4.3   Amended 2000 Long-Term Incentive Plan (filed as an Exhibit to the Registrant’s Form 8-K dated June 8, 2006 and incorporated by reference herein).

5.1   Opinion of Morgan, Lewis & Bockius LLP.

23.1   Consent of Ernst & Young LLP.

23.2   Consent of Morgan, Lewis & Bockius LLP (included in Exhibit 5.1).

24   Power of Attorney (included on the signature pages of this Amendment No. 1 to the Registration Statement).

Exhibit 5.1

 

September 12, 2007                                                        

Lifetime Brands, Inc.
1000 Stewart Avenue
Garden City, New York 11530

  Re:   Registration Statement on Form S-8

Ladies and Gentlemen:

        We have acted as counsel to Lifetime Brands, Inc., a Delaware corporation (the “Company”) in connection with the preparation and filing with the Securities and Exchange Commission (the “Commission”) of the Registration Statement on Form S-8 (the “Registration Statement”), under the Securities Act of 1933, as amended (the “Act”), for the registration by the Company of an additional 750,000 shares (the “Shares”) of Common Stock, par value $.01 per share, which may be issued under the Company’s Amended 2000 Long-Term Incentive Plan (“Plan”).

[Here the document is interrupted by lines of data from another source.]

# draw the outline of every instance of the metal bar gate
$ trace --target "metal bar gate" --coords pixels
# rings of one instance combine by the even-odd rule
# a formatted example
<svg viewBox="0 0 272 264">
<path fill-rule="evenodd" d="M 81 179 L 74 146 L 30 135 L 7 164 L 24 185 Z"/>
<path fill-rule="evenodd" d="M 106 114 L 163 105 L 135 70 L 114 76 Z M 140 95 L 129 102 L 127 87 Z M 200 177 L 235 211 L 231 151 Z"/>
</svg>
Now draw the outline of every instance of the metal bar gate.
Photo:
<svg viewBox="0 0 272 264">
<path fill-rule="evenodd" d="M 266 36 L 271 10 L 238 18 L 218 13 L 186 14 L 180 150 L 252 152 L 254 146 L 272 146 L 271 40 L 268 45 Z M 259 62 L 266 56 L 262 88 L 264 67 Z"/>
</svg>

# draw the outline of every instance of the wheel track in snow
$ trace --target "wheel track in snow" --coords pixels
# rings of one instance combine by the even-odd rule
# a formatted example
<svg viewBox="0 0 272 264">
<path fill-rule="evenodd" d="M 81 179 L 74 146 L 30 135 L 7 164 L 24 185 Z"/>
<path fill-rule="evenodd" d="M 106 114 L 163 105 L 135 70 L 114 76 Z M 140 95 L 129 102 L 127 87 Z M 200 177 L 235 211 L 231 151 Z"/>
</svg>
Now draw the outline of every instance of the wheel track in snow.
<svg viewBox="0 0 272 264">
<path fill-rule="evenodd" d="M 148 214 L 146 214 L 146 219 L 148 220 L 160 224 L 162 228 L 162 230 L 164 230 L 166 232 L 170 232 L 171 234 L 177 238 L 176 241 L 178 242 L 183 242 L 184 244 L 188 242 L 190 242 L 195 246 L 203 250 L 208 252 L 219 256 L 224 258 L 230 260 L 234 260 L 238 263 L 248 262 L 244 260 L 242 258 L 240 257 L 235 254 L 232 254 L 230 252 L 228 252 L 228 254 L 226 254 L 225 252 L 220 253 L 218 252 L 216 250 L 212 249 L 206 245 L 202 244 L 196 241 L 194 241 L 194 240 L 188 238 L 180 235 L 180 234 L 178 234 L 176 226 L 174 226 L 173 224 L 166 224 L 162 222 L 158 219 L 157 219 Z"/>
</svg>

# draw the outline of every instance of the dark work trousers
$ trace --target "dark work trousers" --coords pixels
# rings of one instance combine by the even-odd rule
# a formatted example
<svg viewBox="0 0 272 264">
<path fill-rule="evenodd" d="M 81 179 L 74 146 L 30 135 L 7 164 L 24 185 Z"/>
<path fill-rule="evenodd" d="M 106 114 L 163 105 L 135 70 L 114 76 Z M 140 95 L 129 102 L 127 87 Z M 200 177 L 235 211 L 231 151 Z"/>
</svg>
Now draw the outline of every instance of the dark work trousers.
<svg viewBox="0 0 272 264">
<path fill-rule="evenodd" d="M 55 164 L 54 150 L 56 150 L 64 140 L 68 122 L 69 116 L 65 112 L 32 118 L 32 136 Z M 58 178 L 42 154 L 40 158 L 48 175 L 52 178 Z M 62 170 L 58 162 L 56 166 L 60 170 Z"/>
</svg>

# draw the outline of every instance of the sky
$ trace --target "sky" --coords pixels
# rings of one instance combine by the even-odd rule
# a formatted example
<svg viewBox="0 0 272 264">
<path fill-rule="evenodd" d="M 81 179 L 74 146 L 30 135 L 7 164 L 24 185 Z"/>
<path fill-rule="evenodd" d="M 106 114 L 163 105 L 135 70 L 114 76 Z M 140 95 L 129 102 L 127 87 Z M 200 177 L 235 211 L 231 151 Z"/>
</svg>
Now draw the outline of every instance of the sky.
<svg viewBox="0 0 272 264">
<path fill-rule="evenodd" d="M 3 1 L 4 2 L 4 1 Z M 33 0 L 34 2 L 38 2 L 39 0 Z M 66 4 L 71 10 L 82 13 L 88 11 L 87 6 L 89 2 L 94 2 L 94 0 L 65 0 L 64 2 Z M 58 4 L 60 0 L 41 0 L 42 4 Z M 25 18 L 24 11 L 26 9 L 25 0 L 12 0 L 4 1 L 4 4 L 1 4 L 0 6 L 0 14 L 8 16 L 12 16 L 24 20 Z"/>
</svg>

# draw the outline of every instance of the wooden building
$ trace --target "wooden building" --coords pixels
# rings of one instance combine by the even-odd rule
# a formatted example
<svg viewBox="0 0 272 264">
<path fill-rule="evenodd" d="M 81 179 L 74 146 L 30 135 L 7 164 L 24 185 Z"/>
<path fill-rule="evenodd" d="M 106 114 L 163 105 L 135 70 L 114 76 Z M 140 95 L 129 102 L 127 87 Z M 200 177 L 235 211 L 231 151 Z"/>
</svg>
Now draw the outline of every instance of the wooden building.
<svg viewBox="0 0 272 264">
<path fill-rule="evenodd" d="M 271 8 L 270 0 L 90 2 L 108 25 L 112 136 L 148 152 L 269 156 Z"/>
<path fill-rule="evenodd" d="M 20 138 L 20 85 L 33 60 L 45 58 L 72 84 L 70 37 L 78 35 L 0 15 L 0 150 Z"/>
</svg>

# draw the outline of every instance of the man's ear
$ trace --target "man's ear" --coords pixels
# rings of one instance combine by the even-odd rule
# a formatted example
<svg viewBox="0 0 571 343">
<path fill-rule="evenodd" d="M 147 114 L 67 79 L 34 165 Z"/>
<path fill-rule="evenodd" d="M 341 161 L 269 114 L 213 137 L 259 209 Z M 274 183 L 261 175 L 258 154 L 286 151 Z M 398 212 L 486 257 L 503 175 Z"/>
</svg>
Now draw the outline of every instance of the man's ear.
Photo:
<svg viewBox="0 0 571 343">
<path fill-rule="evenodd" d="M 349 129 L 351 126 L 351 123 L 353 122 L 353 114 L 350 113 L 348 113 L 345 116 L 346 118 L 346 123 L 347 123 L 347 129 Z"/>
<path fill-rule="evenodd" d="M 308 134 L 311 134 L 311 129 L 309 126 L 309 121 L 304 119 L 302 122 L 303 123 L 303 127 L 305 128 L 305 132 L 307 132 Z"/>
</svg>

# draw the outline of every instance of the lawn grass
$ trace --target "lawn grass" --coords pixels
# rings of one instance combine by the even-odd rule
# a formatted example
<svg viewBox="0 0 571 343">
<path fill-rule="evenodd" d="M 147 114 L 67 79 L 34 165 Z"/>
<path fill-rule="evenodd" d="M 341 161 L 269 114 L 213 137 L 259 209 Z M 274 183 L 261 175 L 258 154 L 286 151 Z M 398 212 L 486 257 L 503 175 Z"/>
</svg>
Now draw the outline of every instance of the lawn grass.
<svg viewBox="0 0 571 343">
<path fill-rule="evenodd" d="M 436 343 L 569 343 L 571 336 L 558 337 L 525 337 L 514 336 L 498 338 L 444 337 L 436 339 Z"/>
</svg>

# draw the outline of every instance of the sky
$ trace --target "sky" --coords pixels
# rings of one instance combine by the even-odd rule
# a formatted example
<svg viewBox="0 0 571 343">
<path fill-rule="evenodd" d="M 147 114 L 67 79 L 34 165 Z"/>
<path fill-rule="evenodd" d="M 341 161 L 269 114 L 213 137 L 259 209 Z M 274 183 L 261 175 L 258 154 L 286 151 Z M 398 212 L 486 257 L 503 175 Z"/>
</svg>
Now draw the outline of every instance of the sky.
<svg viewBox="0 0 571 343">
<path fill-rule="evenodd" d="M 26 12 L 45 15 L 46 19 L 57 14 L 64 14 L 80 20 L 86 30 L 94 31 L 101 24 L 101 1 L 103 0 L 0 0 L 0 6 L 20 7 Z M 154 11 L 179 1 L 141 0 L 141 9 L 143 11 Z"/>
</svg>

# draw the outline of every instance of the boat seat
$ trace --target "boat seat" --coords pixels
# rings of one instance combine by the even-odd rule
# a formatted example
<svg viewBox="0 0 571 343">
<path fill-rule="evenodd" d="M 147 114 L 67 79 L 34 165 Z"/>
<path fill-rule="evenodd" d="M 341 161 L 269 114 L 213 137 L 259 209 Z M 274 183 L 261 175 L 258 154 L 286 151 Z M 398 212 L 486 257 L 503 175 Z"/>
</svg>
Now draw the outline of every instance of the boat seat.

        In connection with this opinion, we have examined the Registration Statement and originals, or copies certified or otherwise identified to our satisfaction, of the Plan, the Second Restated Certificate of Incorporation of the Company, the By-Laws of the Company, and such other documents, records and other instruments of the Company as in our judgment are necessary or appropriate for purposes of this opinion.

        We have assumed the genuineness of all signatures, the legal capacity of all natural persons, the authenticity of the documents submitted to us as originals, the conformity with the originals of all documents submitted to us as certified, facsimile or photostatic copies and the authenticity of the originals of all documents submitted to us as copies.

        Based upon the foregoing, we are of the opinion that the Shares, when issued in accordance with the terms of the Plan, and for a consideration per Share of not less than the par value per Share, will be duly authorized, validly issued, fully paid and non-assessable.

        We are expressing the opinions above as members of the Bar of the State of New York and express no opinion as to any law other than the General Corporation Law of the State of Delaware.

        We consent to the use of this opinion as Exhibit 5.1 to the Registration Statement and to the reference to us under the caption “Interests of Named Experts and Counsel” in the Registration Statement. In giving this consent, we do not admit that we are acting within the




category of persons whose consent is required under Section 7 of the Act or the rules and regulations of the Commission thereunder.

  Very truly yours,

  /s/ Morgan, Lewis & Bockius LLP

Exhibit 23.1

CONSENT OF INDEPENDENT REGISTERED PUBLIC ACCOUNTING FIRM

We consent to the reference to our firm under the caption “Interests of Named Experts and Counsel” in the Registration Statement on Form S-8 pertaining to the 2000 Long-Term Incentive Plan of Lifetime Brands, Inc. and to the incorporation by reference therein of our reports dated March 6, 2007, with respect to the consolidated financial statements and schedule of Lifetime Brands, Inc., and Lifetime Brands, Inc. management’s assessment of the effectiveness of internal control over financial reporting, and the effectiveness of internal control over financial reporting of Lifetime Brands, Inc., included in its Annual Report (Form 10-K) for the year ended December 31, 2006, filed with the Securities and Exchange Commission.